Tiny new lasers close a long-standing gap in the rainbow of visible light colors and open up new areas of application

Range of visible light colors produced by a microring resonator. Image credit: S. Kelley/NIST

Making green isn’t easy. For years, scientists have been making small, high-quality lasers that produce red and blue light. But the method they typically use – feeding an electric current into semiconductors – hasn’t worked so well for building tiny lasers that emit light at yellow and green wavelengths.

Researchers call the lack of stable miniature lasers in this part of the visible light spectrum the “green gap.” Closing this gap opens up new possibilities in underwater communications, medical treatment, and more.

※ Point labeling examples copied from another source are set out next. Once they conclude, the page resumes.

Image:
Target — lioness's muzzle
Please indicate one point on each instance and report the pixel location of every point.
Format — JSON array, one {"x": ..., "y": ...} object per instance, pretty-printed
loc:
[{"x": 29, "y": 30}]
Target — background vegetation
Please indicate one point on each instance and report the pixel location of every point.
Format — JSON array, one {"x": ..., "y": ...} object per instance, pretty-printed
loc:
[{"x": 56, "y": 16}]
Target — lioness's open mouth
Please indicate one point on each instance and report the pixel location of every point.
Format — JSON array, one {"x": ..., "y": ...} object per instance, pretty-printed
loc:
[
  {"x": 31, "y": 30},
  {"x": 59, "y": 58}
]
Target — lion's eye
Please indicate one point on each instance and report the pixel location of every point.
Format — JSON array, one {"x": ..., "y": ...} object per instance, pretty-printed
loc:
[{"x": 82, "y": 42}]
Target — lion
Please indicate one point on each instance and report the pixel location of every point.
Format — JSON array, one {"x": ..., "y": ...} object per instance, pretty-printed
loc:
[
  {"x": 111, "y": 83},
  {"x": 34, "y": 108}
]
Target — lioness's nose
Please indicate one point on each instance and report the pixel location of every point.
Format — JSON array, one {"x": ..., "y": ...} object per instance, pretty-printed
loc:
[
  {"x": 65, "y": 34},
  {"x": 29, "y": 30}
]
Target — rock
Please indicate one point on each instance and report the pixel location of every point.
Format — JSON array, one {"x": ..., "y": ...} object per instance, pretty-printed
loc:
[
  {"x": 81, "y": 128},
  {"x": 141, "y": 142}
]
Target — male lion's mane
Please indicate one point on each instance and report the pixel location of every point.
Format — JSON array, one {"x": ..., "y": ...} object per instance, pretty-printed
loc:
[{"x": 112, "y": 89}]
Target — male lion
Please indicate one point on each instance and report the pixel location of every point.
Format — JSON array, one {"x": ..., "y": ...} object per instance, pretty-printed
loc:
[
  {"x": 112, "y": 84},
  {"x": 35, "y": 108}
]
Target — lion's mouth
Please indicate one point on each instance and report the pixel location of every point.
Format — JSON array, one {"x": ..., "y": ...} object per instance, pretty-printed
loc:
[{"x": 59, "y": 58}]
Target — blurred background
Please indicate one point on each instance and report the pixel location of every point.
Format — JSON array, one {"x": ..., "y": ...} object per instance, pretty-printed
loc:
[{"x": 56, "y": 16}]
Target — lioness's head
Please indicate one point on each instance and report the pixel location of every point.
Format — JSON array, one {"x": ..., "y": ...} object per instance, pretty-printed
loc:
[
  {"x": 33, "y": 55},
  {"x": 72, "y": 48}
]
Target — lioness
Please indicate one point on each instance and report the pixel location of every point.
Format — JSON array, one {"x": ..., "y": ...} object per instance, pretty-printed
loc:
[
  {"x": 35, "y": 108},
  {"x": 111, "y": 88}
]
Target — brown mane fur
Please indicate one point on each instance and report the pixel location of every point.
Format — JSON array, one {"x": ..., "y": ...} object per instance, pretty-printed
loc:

Green laser pointers have been around for 25 years, but they only produce light in a narrow green spectrum and are not integrated into chips where they could perform useful tasks in conjunction with other devices.

Tiny new lasers close a long-standing gap in the rainbow of visible light colors and open up new areas of application

Compact laser diodes can emit infrared, red and blue wavelengths, but are highly inefficient at producing green and yellow wavelengths, a region known as the “green gap.” Image credit: S. Kelley/NIST

Now scientists at the National Institute of Standards and Technology (NIST) have closed the gap by modifying a tiny optical component: a ring-shaped microresonator that is small enough to fit on a chip. The research was published in the journal Light: Science and Applications.

A miniature source of green laser light could improve underwater communications, since water in most aquatic environments is nearly transparent to blue-green wavelengths. Other potential applications include full-color laser projection displays and laser treatment of diseases including diabetic retinopathy, a proliferation of blood vessels in the eye.

Compact lasers in this wavelength range are also important for applications in quantum computing and communications, as they could potentially store data in qubits, the fundamental unit of quantum information. Currently, these quantum applications rely on lasers that are larger, heavier and more powerful, limiting their uses outside the laboratory.

For several years, a team led by Kartik Srinivasan of NIST and the Joint Quantum Institute (JQI), a research partnership between NIST and the University of Maryland, has used silicon nitride microresonators to convert infrared laser light into other colors. When infrared light is pumped into the ring-shaped resonator, the light circles thousands of times until it reaches an intensity high enough to interact strongly with the silicon nitride. This interaction, known as optical parametric oscillation (OPO), creates two new wavelengths of light called the idler and signal wavelengths.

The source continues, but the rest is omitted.